Aids in Italia è quasi sempre sinonimo di diagnosi lenta. Il nostro paese appare essere il fanalino di coda dell’Europa nella gestione e nell’approccio a questa malattia, soprattutto per ciò che concerne la scoperta dei contagi.

In questo va detto, purtroppo un grande ruolo lo hanno sia la popolazione stessa che prende sottogamba l’eventualità del contagio praticando del sesso non sicuro e non avvalendosi dell’uso del preservativo, sia i medici che purtroppo in mancanza di un feedback onesto da parte dei pazienti non riescono a leggere i sintomi in modo tale da richiedere la sottomissione all’esame del sangue specifico per diagnosticare l’HIV. Inutile prendersi in giro: nel nostro paese manca la cultura della prevenzione per ciò che concerne l’Aids. In caso contrario, nel sottoporsi ai check up si coinvolgerebbero anche le analisi atte a diagnosticarlo.

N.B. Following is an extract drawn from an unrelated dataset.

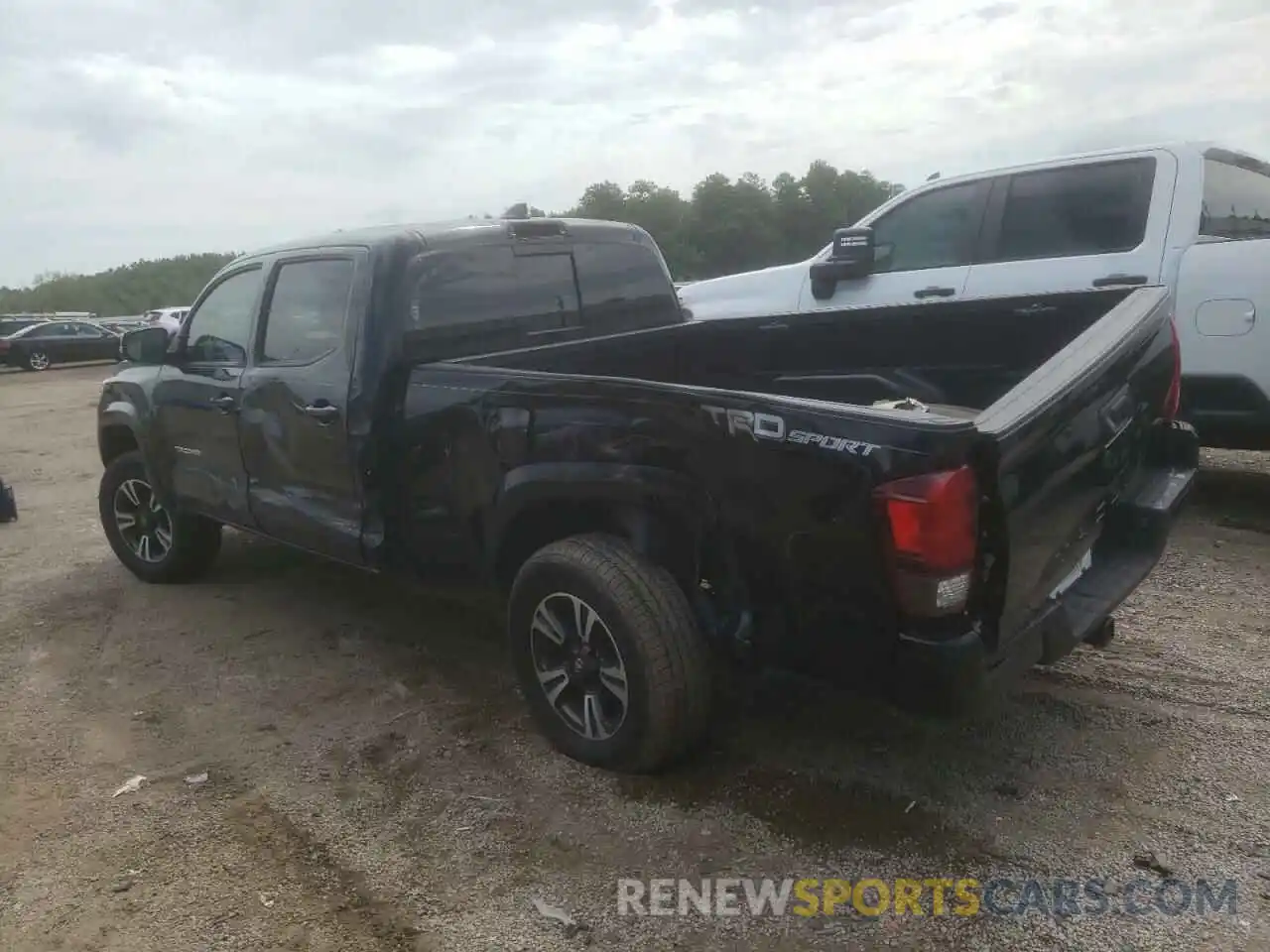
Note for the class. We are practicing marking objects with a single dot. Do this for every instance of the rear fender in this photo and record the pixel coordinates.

Quando la diagnosi di HIV arriva, di solito lo fa quando la sintomatologia è molto evidente e quindi la malattia già in uno stadio capace di causare danni sensibili alla persona. I farmaci antiretrovirali sono utili, ma risultano ancora di più efficaci quando la terapia inizia precocemente e mantenere d bassa la carica virale nel sangue è più facile. Sebbene non ci piaccia fare statistica, due dati emersi dalla Conferenza italiana sull’Aids l’“Italian Conference on Aids and Retrovirus”, promossa dalla Società Italiana Malattie Infettive e Tropicali (Simit) ci hanno davvero colpito: la prima è che l’infezione da HIV sta crescendo anche in quelle categorie che si pensavano bene informate e attive nella prevenzione e che in alcune regioni in particolare, tra le quali figura anche il Lazio, il numero dei contagiati è più alto della media nazionale. Un brutto primato per la regione del centro Italia insieme ad Emilia Romagna e Lombardia: quest’ultima conta il numero maggiore di nuovi malati annuali, oltre il 25%.

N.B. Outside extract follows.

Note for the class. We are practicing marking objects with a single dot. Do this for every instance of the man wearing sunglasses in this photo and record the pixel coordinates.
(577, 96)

Secondo gli esperti ad avere un ruolo chiave in questo pericoloso “disinteresse” è la conoscenza dell’esistenza di terapie all’avanguardia che ne consentono una gestione più facile rispetto al passato ed una maggiore sopravvivenza. E’ come se nella mente delle persone trovasse spazio la convinzione di possedere una sorta di “giubbotto di salvataggio” nei confronti del virus che non è tale.